A rock, hurled at him, struck his arm. He felt the pain. He half turned and another rock sailed past him, missing him; it collided with the earth and the sound startled him. Who? he wondered, peering to see his tormentor. The old antagonists, manifesting themselves at the periphery of his vision; it, or they, had followed him all the way up the hill and they would remain until at the top—

He remembered the top, the sudden leveling of the hill, when the climb ceased and the other part of it began. How many times had he done this? The several times blurred; future and past blurred; what he had already experienced and what he would eventually experience blended so that nothing remained but the moment, the standing still and resting during which he rubbed the cut on his arm which the stone had left. God, he thought in weariness. In what way is this fair? Why am I up here alone like this, being tormented by something I can’t even see? And then, within him, the mutual babble of everyone else in fusion broke the illusion of aloneness.

You felt it, too, he thought. Yes, the voices answered. We got hit, on the left arm; it hurts like hell. Okay, he said. We better get started moving again. He resumed walking, and all of them accompanied him immediately.
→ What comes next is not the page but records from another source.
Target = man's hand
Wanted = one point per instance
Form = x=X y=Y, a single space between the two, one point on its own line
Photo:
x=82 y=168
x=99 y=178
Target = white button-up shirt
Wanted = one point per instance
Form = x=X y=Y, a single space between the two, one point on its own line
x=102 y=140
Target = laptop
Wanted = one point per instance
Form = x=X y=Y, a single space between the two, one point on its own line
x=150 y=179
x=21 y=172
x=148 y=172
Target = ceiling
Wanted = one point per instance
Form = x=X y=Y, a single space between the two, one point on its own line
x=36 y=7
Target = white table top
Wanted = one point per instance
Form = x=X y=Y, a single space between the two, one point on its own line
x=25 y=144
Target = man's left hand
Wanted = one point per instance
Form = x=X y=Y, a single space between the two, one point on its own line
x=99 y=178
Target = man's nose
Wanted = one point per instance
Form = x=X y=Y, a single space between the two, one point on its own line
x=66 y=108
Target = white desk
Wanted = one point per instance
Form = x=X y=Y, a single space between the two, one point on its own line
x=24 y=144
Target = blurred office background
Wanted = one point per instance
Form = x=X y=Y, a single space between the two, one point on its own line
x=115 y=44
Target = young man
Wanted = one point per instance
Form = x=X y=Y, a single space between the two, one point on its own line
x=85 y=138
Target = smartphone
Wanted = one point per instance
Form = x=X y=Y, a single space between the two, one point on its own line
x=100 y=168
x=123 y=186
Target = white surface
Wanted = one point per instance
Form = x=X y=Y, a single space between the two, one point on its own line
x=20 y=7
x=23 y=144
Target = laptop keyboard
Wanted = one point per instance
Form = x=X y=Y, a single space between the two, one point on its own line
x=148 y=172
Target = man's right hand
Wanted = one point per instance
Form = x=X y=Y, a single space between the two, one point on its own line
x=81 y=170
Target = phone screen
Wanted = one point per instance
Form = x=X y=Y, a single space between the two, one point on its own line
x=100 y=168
Once, he remembered, it had been different. Back before the curse had come, an earlier, happier part of life. They, his foster parents Frank and Cora Mercer, had found him floating on an inflated rubber air-rescue raft, off the coast of New England … or had it been Mexico, near the port of Tampico? He did not now remember the circumstances. Childhood had been nice; he had loved all life, especially the animals, had in fact been able for a time to bring dead animals back as they had been. He lived with rabbits and bugs, wherever it was, either on Earth or a colony world; now he had forgotten that, too. But he recalled the killers, because they had arrested him as a freak, more special than any of the other specials. And due to that everything had changed.

Local law prohibited the time-reversal faculty by which the dead returned to life; they had spelled it out to him during his sixteenth year. He continued for another year to do it secret , in the still remaining woods, but an old woman whom he had never seen or heard of had told. Without his parents’ consent they—the killers—had bombarded the unique nodule which had formed in his brain, had attacked it with radioactive cobalt, and this had plunged him into a different world, one whose existence he had never suspected. It had been a pit of corpses and dead bones and he had struggled for years to get up from it. The donkey and especially the toad, the creatures most important to him, had vanished, had become extinct; only rotting fragments, an eyeless head here, part of a hand there, remained. At last a bird which had come there to die told him where he was. He had sunk down into the tomb world. He could not get out until the bones strewn around him grew back into living creatures; he had become joined to the metabolism of other lives and until they rose he could not rise either.

How long that part of the cycle had lasted he did not now know; nothing had happened, generally, so it had been measureless. But at last the bones had regained flesh; the empty eyepits had filled up and the new eyes had seen, while meantime the restored beaks and mouths had cackled, barked, and caterwauled. Possibly he had done it; perhaps the extrasensory node of his brain had finally grown back. Or maybe he hadn’t accomplished it; very likely it could have been a natural process. Anyhow he was no longer sinking; he had begun to ascend, along with the others. Long ago he had lost sight of them. He found himself evidently climbing alone. But they were there. They still accompanied him; he felt them, strangely, inside him.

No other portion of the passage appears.